Ms. Calfa appealed her conviction to the Arios Pagos (Supreme Court of Cassation). This Court, in turn, referred a question of EU law to the European Court of Justice (ECJ). The Greek court was concerned with the compatibility of its law with the provisions of the EC Treaty relating to freedom to provide services.

In its response, the ECJ first notes that the principle of freedom to furnish services includes the unrestricted right of an EU tourist to visit other Member States to benefit from its services. Although the Court seldom interferes with matters of local criminal jurisdiction, domestic criminal statutes must not restrict the basic freedoms assured by Community law. Expelling all foreign nationals for drug convictions sets up a barrier to the exercise of these freedoms by EU citizens.

On the other hand, the Court notes, Member States may deem that the use of drugs amounts to such a danger to its society as to warrant special measures against foreign nationals. To qualify under a public policy exception, however, there must be "a genuine and sufficiently serious threat to the requirements of public policy affecting one of the fundamental interests of society."

Being a derogation from a fundamental Treaty principle, the ECJ must interpret the public policy exception  narrowly. EC law deals with special measures relating to the movement and residence of foreign citizens and explicitly limits the right of Member States to exile them on public policy grounds. For example, such a measure must rest exclusively on a showing that the personal conduct of the individual constitutes a genuine threat to the demands of public policy. The mere fact of a criminal conviction is not enough.

The Greek drug law, however, imposes expulsion automatically upon a drug conviction. It takes no account of the personal conduct of the particular individual or of the existence of a threat to Greek public policy.
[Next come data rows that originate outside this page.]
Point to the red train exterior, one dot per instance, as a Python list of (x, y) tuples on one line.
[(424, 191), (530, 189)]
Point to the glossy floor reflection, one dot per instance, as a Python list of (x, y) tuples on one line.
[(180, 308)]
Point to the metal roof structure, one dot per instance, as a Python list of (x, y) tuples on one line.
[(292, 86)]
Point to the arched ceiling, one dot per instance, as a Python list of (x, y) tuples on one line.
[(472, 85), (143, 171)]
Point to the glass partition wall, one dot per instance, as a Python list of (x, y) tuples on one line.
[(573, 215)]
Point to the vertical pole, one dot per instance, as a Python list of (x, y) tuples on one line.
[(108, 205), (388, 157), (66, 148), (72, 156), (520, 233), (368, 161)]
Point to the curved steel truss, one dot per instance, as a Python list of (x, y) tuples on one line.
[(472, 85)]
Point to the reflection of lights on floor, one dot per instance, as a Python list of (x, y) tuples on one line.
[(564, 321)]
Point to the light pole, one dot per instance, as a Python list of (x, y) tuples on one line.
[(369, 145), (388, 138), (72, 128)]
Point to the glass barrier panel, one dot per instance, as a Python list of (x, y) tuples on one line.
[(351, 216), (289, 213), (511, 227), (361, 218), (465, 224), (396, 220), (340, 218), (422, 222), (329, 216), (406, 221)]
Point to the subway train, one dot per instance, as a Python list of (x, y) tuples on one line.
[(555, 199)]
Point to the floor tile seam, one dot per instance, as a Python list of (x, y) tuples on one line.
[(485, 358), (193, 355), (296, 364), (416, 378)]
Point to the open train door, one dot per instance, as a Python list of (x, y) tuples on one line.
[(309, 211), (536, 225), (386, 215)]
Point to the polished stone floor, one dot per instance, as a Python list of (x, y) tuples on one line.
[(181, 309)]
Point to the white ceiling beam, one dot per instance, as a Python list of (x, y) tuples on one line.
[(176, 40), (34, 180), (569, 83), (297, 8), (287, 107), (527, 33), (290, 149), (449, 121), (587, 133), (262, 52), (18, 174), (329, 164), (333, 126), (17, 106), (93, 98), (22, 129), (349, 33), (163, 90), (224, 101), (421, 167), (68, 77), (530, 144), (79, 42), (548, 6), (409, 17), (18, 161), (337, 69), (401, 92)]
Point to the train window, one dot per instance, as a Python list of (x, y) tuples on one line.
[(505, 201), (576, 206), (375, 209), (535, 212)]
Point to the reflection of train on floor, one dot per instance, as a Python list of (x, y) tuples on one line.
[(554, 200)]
The ECJ therefore concludes that the Greek sentencing law puts up such a barrier to the freedom to provide services, to the freedom of movement of workers and to the freedom of establishment under EU law as to fail any justification based on public policy.
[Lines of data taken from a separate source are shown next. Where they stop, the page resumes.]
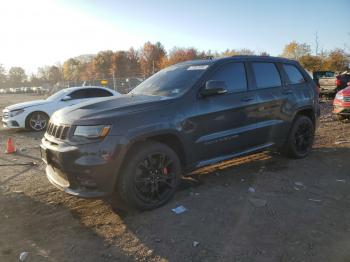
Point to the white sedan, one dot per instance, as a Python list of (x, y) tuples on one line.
[(35, 114)]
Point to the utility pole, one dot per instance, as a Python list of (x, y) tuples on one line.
[(316, 43), (113, 81)]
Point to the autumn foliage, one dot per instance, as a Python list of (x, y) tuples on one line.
[(152, 57)]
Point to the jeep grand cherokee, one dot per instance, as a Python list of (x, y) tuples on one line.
[(184, 117)]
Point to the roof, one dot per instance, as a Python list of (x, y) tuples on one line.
[(238, 57)]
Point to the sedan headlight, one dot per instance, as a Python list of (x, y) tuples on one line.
[(92, 131), (15, 112), (339, 96)]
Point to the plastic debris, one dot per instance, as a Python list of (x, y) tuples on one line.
[(299, 186), (23, 256), (178, 210), (258, 202), (315, 200), (341, 180), (343, 141), (251, 189)]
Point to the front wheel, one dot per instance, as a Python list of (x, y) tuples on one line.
[(301, 138), (37, 121), (150, 176)]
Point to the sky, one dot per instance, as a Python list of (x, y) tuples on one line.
[(34, 33)]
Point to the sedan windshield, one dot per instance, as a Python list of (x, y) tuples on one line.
[(172, 81)]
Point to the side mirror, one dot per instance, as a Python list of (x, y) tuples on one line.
[(66, 98), (214, 87)]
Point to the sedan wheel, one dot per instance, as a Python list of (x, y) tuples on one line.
[(37, 121)]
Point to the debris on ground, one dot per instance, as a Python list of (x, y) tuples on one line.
[(251, 189), (343, 141), (315, 200), (178, 210), (341, 180), (299, 186), (23, 256), (257, 202), (195, 243)]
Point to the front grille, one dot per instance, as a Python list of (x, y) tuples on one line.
[(57, 131)]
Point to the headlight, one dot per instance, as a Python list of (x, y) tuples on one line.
[(16, 112), (92, 131), (339, 96)]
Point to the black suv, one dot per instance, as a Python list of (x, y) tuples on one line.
[(184, 117)]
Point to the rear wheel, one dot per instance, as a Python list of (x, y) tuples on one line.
[(37, 121), (301, 137), (150, 177)]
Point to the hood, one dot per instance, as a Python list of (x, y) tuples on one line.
[(26, 104), (108, 108)]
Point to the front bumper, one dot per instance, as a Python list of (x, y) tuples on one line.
[(341, 108), (87, 170), (13, 122)]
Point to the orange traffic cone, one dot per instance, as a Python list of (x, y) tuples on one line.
[(10, 149)]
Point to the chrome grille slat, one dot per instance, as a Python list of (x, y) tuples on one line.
[(57, 131)]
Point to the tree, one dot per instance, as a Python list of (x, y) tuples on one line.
[(3, 76), (152, 56), (178, 55), (72, 69), (16, 76), (311, 63), (295, 50), (120, 64), (337, 60), (103, 64)]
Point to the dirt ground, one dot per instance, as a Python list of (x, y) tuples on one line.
[(300, 210)]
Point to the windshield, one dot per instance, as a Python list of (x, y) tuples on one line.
[(171, 81), (57, 95)]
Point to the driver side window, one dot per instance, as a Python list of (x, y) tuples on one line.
[(234, 75)]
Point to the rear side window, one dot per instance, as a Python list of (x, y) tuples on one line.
[(294, 75), (266, 75), (234, 75), (79, 94), (95, 92)]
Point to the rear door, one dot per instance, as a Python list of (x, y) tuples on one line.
[(224, 123), (271, 98)]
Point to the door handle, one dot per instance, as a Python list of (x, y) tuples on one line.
[(248, 98)]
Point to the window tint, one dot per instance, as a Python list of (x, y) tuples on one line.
[(234, 75), (96, 92), (266, 75), (294, 75), (79, 94)]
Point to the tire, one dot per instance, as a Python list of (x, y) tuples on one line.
[(300, 138), (150, 176), (339, 117), (37, 121)]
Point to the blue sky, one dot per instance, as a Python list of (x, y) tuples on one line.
[(58, 30)]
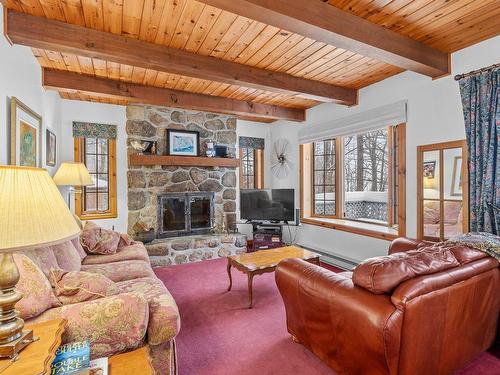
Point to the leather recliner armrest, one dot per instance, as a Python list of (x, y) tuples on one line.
[(326, 312), (403, 244)]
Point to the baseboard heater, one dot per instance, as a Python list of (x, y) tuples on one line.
[(333, 259)]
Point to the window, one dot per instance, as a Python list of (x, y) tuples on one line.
[(442, 190), (356, 179), (252, 168), (324, 178), (97, 201), (366, 176)]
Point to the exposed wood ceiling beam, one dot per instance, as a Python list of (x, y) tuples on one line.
[(328, 24), (58, 36), (70, 82)]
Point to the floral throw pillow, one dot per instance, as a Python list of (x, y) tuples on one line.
[(97, 240), (35, 287), (78, 286)]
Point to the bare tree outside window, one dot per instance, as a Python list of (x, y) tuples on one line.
[(324, 177), (366, 176)]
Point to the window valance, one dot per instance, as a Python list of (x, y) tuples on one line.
[(93, 130), (391, 114), (251, 142)]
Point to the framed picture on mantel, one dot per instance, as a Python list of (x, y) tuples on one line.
[(183, 142)]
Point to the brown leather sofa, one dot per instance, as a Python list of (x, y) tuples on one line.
[(424, 309)]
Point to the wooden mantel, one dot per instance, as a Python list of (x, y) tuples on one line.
[(183, 161)]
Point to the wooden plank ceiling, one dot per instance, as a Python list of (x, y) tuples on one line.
[(446, 25)]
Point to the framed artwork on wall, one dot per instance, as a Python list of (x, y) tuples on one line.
[(429, 169), (456, 179), (183, 142), (25, 135), (50, 148)]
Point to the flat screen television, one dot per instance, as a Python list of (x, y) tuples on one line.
[(267, 204)]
Citation: Criminal Proceedings against Donatella Calfa, Judgment of Court in Case C-348/96 [1999].


EXTRADITION

Where extraditee's attorney sought disclosure of British diplomatic letter received by U.S. Justice Department and Department eventually released it, the U.S. Supreme dismisses extraditee's appeal as moot

Sally Croft, a British citizen, was a follower of the Indian guru Bhagwan Shree Rajneesh and lived in the Rajneeshpuram community in Oregon in the 1980s. While living in the community, she allegedly participated in a conspiracy to kill a U.S. attorney in Oregon. The U.S. subsequently requested her extradition from England.
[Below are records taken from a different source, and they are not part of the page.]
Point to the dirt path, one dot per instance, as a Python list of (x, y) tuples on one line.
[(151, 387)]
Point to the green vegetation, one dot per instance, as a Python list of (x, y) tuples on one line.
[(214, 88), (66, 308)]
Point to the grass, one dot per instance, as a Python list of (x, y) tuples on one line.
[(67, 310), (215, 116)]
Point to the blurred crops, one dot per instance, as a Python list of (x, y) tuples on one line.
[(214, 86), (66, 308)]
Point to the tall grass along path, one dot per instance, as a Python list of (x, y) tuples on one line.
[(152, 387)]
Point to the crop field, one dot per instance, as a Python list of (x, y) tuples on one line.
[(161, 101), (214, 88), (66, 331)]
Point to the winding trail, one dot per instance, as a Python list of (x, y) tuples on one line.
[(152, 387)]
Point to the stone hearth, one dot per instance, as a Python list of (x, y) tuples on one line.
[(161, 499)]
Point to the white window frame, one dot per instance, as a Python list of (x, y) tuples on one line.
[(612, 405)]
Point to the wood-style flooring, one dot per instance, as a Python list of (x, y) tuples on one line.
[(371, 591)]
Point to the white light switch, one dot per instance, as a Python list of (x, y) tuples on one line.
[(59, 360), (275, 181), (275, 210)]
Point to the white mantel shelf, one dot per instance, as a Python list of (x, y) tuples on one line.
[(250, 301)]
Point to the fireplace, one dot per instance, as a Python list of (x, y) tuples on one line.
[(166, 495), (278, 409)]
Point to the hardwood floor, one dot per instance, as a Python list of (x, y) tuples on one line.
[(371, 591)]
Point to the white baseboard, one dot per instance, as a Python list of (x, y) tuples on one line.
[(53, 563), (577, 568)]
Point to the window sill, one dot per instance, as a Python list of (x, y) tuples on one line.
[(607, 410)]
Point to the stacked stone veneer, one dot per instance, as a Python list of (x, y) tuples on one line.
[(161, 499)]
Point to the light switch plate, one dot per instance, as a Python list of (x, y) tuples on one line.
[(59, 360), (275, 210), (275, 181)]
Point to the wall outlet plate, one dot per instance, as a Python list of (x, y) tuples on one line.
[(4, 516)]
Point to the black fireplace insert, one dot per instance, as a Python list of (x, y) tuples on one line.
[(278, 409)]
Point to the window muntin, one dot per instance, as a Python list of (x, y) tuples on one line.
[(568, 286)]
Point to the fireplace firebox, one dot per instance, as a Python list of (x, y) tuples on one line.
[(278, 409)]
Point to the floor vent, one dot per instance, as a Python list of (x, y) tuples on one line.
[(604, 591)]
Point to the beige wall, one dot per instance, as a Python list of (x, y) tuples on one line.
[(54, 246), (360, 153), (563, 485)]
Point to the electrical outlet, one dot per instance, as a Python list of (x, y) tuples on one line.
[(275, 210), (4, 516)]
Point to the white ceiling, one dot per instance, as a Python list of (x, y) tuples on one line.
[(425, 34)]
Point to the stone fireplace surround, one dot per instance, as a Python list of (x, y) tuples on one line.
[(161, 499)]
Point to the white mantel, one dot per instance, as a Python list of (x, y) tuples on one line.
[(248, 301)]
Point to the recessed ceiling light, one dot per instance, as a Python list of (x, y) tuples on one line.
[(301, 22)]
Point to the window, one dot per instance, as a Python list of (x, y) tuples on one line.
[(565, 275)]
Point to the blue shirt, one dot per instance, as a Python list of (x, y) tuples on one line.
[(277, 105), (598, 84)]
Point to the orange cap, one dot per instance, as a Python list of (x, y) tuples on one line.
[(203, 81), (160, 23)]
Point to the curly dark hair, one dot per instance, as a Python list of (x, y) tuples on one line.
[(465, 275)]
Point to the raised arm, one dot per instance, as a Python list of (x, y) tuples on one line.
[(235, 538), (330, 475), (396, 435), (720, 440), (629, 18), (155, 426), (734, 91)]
During the extradition proceedings, Croft's attorney, Leslie Weatherhead, sought disclosure of a 1994 letter sent by British Foreign Office to the U.S. Department of Justice under the Freedom of Information Act (FOIA) [5 U.S.C. Section 552]. The Justice Department denied his request on national security grounds.

The district court reviewed the letter in camera and agreed with the Justice Department. The U.S. Court of Appeals for the Ninth Circuit held that the Government had failed to show how the letter's release would damage security interests. (See 1998 International Law Update 117.)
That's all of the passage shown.